Winemaking in Vôsne was founded by the monks of St Vivant in the 12C. The monks lived on the Hill of Vergy, 10km from Vôsne, and the route they followed is now marked out and known as the ‘Chemin des Moines’ ‘The Path of the Monks’. There is a plaque on the property where they took their harvests, paying homage to this illustrious history.
Many of the vineyards in Vôsne are farmed biodynamically. This immaculately tended vineyard of Domaine de la Romanée-Conti has furrows between the vine rows. They were ploughed in December. The soil is piled up against the base of the vine to provide additional protection to the root system for the cold winter months. Ploughing aerates the soil and encourages the decomposition of inert matter, which in turn provides nutrients to feed the vine. At the same time, lateral roots are severed by the plough, encouraging the main roots to go deeper into the strata, contributing depth, originality and complexity to the wine.

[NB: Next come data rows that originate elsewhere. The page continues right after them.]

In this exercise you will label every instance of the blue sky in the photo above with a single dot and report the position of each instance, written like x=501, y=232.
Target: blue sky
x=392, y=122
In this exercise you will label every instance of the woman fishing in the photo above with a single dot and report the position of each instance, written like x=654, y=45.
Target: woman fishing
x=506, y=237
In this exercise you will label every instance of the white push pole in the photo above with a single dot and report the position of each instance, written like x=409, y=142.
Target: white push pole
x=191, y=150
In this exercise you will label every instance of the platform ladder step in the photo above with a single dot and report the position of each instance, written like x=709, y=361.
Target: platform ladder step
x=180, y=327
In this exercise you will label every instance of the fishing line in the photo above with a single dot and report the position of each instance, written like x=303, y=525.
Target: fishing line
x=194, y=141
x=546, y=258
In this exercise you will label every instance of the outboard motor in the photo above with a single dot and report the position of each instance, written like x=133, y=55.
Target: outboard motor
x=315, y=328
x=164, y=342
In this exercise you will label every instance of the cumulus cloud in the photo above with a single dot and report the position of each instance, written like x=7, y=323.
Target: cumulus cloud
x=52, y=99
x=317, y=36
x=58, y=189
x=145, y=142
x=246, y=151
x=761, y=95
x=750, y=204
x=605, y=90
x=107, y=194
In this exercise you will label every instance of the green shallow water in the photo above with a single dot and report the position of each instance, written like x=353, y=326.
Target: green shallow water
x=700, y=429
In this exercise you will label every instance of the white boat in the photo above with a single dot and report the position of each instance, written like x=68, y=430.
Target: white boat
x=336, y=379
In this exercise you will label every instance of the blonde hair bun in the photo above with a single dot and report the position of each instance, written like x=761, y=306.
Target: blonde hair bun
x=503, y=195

At the other end of the spectrum, are the acres of vineyards still farmed in what is euphemistically described as a ‘traditional’ manner, but 'chemically' would be a more apposite description. The use of herbicides has killed off vegetal growth between the rows. Tractors have compacted the ground, and instead of ploughing, artificial fertilisers are spread on the surface, which discourages the roots from penetrating deeper, and further damages the micro organisms in the soils where the roots are feeding. The immune system of the vines is weakened, so protection from pests and fungi is obtained by the use of pesticides and fungicides, adding more chemicals to the soils. The wines produced from such a vineyard tend to be lacking in fruit and vitality, with no individuality or connection to the terroir.
Vineyards like this can sadly still be seen all along the Côte. It just seems more striking when the plot happens to be alongside the ‘Chemin des Moines’!